I have this struct that is supposed to hold a sol2 Lua callback function that gets called from C++:
struct CustomBehaviour {
CustomBehaviour() = default;
CustomBehaviour(const CustomBehaviour &oth) {
m_on_update = oth.m_on_update;
}
CustomBehaviour &operator=(const CustomBehaviour &oth) {
m_on_update = oth.m_on_update;
return *this;
}
void set_on_update(sol::function func) {
assert(func && "not a valid callback");
m_on_update = std::make_shared<sol::function>(std::move(func));
std::cout << "set_on_update called, m_on_update setn";
}
void call_on_update() const {
if(m_on_update) {
try {
std::cout << "m_on_update is valid, calling it...n";
m_on_update->call();
} catch (const sol::error& e) {
std::cerr << "Error in CustomBehaviour::on_update lua function: " << e.what() << "n;
}
} else {
std::cout << "m_on_update is not set.n";
}
}
private:
std::shared_ptr<sol::function> m_on_update;
};
I won’t share the C++ code that calls that function because it has been tested to work.

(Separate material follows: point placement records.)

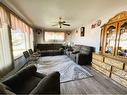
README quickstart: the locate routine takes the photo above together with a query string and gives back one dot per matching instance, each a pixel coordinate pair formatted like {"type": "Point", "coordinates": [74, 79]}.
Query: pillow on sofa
{"type": "Point", "coordinates": [4, 90]}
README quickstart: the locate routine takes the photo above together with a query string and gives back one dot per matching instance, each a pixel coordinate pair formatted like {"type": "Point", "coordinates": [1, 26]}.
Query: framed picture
{"type": "Point", "coordinates": [82, 31]}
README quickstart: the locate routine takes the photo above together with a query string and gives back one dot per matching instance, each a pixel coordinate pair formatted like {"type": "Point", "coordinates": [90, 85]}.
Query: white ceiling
{"type": "Point", "coordinates": [44, 13]}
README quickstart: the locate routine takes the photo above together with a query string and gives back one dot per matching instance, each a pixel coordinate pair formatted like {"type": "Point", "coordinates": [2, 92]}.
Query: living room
{"type": "Point", "coordinates": [63, 47]}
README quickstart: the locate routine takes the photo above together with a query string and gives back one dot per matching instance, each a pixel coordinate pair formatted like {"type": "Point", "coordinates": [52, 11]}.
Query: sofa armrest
{"type": "Point", "coordinates": [48, 85]}
{"type": "Point", "coordinates": [40, 75]}
{"type": "Point", "coordinates": [16, 79]}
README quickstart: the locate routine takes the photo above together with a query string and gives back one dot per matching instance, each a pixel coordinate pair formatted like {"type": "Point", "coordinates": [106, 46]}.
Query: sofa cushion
{"type": "Point", "coordinates": [27, 86]}
{"type": "Point", "coordinates": [75, 52]}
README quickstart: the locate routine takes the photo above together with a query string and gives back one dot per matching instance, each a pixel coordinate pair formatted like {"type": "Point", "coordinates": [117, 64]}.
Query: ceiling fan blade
{"type": "Point", "coordinates": [66, 24]}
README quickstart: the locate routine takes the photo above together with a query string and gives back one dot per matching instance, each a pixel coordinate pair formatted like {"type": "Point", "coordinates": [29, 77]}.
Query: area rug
{"type": "Point", "coordinates": [68, 69]}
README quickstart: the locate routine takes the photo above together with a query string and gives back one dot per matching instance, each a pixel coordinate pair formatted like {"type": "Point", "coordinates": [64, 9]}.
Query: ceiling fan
{"type": "Point", "coordinates": [61, 22]}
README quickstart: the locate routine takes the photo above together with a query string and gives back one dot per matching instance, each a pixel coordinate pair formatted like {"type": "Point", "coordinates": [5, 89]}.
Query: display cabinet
{"type": "Point", "coordinates": [114, 36]}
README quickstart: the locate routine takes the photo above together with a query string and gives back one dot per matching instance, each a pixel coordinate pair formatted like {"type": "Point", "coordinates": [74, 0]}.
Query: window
{"type": "Point", "coordinates": [54, 36]}
{"type": "Point", "coordinates": [5, 48]}
{"type": "Point", "coordinates": [21, 38]}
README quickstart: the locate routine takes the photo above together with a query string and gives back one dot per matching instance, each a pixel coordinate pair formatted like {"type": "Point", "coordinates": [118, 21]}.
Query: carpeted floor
{"type": "Point", "coordinates": [68, 69]}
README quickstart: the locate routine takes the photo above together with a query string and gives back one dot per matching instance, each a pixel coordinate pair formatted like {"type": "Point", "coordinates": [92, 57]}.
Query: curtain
{"type": "Point", "coordinates": [5, 48]}
{"type": "Point", "coordinates": [21, 36]}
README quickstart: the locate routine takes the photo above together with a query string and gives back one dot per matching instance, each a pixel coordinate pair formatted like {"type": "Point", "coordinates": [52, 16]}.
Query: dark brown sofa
{"type": "Point", "coordinates": [50, 49]}
{"type": "Point", "coordinates": [81, 54]}
{"type": "Point", "coordinates": [28, 81]}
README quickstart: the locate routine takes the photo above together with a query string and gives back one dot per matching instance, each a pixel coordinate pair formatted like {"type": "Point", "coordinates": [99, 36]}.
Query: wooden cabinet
{"type": "Point", "coordinates": [115, 69]}
{"type": "Point", "coordinates": [113, 49]}
{"type": "Point", "coordinates": [114, 36]}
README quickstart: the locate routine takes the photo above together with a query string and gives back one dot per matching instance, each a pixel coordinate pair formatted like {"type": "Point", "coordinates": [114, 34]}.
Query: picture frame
{"type": "Point", "coordinates": [82, 31]}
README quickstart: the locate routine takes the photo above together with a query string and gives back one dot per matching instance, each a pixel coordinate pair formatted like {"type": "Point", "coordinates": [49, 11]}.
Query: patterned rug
{"type": "Point", "coordinates": [68, 69]}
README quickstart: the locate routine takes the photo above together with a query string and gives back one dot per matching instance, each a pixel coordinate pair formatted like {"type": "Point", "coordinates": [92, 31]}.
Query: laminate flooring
{"type": "Point", "coordinates": [98, 84]}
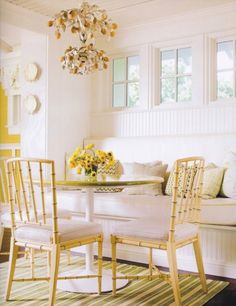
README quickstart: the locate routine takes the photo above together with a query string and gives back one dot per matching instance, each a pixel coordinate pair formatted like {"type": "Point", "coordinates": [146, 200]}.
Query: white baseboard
{"type": "Point", "coordinates": [184, 263]}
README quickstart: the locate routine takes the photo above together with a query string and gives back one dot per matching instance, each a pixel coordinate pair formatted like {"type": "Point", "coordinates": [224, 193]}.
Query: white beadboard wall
{"type": "Point", "coordinates": [188, 121]}
{"type": "Point", "coordinates": [201, 116]}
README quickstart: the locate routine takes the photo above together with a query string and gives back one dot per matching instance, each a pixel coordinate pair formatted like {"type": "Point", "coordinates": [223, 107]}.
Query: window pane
{"type": "Point", "coordinates": [225, 84]}
{"type": "Point", "coordinates": [119, 70]}
{"type": "Point", "coordinates": [225, 55]}
{"type": "Point", "coordinates": [133, 94]}
{"type": "Point", "coordinates": [184, 88]}
{"type": "Point", "coordinates": [133, 68]}
{"type": "Point", "coordinates": [185, 60]}
{"type": "Point", "coordinates": [118, 95]}
{"type": "Point", "coordinates": [168, 90]}
{"type": "Point", "coordinates": [168, 62]}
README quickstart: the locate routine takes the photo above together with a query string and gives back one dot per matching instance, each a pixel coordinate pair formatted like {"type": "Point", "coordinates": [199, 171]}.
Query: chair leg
{"type": "Point", "coordinates": [55, 260]}
{"type": "Point", "coordinates": [49, 263]}
{"type": "Point", "coordinates": [150, 262]}
{"type": "Point", "coordinates": [113, 260]}
{"type": "Point", "coordinates": [12, 264]}
{"type": "Point", "coordinates": [171, 252]}
{"type": "Point", "coordinates": [68, 257]}
{"type": "Point", "coordinates": [99, 266]}
{"type": "Point", "coordinates": [198, 255]}
{"type": "Point", "coordinates": [32, 253]}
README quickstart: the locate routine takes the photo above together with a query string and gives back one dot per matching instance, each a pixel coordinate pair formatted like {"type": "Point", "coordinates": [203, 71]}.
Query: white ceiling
{"type": "Point", "coordinates": [125, 12]}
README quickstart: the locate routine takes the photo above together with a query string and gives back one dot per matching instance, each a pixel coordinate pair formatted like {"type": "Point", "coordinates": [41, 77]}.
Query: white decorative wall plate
{"type": "Point", "coordinates": [31, 72]}
{"type": "Point", "coordinates": [31, 104]}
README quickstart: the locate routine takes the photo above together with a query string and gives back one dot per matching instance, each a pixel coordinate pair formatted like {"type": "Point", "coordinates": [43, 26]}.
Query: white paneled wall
{"type": "Point", "coordinates": [201, 116]}
{"type": "Point", "coordinates": [187, 121]}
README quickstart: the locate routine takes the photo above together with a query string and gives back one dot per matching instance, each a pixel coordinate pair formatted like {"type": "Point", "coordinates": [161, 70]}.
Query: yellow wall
{"type": "Point", "coordinates": [5, 138]}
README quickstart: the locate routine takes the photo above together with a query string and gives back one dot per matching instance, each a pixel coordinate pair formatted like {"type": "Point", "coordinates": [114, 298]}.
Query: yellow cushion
{"type": "Point", "coordinates": [67, 229]}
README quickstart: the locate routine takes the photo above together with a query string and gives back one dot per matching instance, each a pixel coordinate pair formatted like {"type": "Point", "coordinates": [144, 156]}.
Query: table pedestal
{"type": "Point", "coordinates": [89, 285]}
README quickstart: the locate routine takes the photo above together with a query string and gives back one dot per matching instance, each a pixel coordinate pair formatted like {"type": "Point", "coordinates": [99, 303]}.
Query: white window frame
{"type": "Point", "coordinates": [196, 42]}
{"type": "Point", "coordinates": [228, 69]}
{"type": "Point", "coordinates": [126, 81]}
{"type": "Point", "coordinates": [211, 41]}
{"type": "Point", "coordinates": [175, 76]}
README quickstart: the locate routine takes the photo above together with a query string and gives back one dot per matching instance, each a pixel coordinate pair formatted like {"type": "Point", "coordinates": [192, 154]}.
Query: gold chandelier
{"type": "Point", "coordinates": [88, 22]}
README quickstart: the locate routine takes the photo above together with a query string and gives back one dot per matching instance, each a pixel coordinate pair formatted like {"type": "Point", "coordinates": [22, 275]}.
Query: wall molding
{"type": "Point", "coordinates": [214, 118]}
{"type": "Point", "coordinates": [10, 146]}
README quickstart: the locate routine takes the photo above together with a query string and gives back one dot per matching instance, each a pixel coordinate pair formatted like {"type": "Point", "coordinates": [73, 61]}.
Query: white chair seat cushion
{"type": "Point", "coordinates": [67, 229]}
{"type": "Point", "coordinates": [5, 218]}
{"type": "Point", "coordinates": [154, 229]}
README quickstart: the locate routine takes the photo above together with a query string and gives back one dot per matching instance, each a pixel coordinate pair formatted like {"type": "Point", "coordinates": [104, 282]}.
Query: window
{"type": "Point", "coordinates": [226, 69]}
{"type": "Point", "coordinates": [176, 75]}
{"type": "Point", "coordinates": [125, 82]}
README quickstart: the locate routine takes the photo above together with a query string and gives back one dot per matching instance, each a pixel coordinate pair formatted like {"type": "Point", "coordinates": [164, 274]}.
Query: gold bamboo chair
{"type": "Point", "coordinates": [177, 231]}
{"type": "Point", "coordinates": [38, 232]}
{"type": "Point", "coordinates": [5, 216]}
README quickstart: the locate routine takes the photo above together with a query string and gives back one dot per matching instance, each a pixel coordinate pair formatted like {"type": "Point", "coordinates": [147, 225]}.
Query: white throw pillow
{"type": "Point", "coordinates": [212, 181]}
{"type": "Point", "coordinates": [228, 188]}
{"type": "Point", "coordinates": [150, 169]}
{"type": "Point", "coordinates": [230, 158]}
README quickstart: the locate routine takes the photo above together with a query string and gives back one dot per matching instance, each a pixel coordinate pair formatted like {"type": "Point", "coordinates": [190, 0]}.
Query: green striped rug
{"type": "Point", "coordinates": [142, 292]}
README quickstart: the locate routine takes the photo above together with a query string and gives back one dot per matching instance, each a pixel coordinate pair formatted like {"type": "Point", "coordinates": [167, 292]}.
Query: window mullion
{"type": "Point", "coordinates": [126, 81]}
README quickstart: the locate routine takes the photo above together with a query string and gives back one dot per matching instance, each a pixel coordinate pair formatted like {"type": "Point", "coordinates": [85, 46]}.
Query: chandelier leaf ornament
{"type": "Point", "coordinates": [88, 22]}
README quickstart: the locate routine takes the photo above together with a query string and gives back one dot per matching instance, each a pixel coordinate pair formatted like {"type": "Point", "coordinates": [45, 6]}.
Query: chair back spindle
{"type": "Point", "coordinates": [27, 179]}
{"type": "Point", "coordinates": [186, 195]}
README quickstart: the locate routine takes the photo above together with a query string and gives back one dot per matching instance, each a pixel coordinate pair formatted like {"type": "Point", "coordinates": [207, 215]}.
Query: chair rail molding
{"type": "Point", "coordinates": [215, 118]}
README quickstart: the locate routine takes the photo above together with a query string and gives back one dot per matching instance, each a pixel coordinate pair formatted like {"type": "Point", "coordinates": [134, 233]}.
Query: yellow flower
{"type": "Point", "coordinates": [93, 174]}
{"type": "Point", "coordinates": [79, 170]}
{"type": "Point", "coordinates": [89, 146]}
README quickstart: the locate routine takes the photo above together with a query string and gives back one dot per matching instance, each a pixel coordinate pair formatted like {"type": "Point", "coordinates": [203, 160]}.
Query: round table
{"type": "Point", "coordinates": [89, 285]}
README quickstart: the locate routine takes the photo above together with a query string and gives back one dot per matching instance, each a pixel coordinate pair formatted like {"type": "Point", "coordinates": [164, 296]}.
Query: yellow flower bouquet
{"type": "Point", "coordinates": [87, 160]}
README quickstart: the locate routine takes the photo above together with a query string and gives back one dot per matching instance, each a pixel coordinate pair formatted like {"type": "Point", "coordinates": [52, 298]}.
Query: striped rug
{"type": "Point", "coordinates": [142, 292]}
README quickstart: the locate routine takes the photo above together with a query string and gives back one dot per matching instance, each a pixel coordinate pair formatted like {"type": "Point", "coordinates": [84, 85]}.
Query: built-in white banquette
{"type": "Point", "coordinates": [218, 217]}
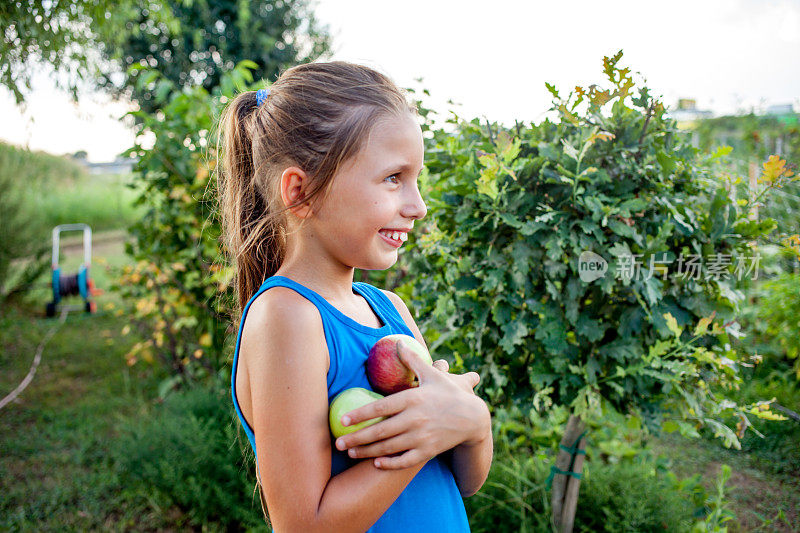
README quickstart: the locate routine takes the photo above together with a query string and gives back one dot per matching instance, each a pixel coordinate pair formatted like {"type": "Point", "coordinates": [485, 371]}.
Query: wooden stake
{"type": "Point", "coordinates": [560, 482]}
{"type": "Point", "coordinates": [573, 484]}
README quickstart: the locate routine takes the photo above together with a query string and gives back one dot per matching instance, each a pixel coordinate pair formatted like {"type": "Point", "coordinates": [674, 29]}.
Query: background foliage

Whenever the call_on_update()
gets called in C++ it outputs that the function doesn’t exist but if I call that same call_on_update()
function to Lua, it magically exist again and works without problems.
Like this:
local behaviour = spawner_ent:add_component_CustomBehaviour()
behaviour:set_on_update(function()
print("custom behaviour updated")
end)
behaviour:call_on_update()
So basically the sol::function only exists in Lua but not in C++.
I have tried:
- calling the function in C++ every way I can come up with,
- storing the functions in many different ways like C++ lambdas, normal stack variables, smart pointers etc.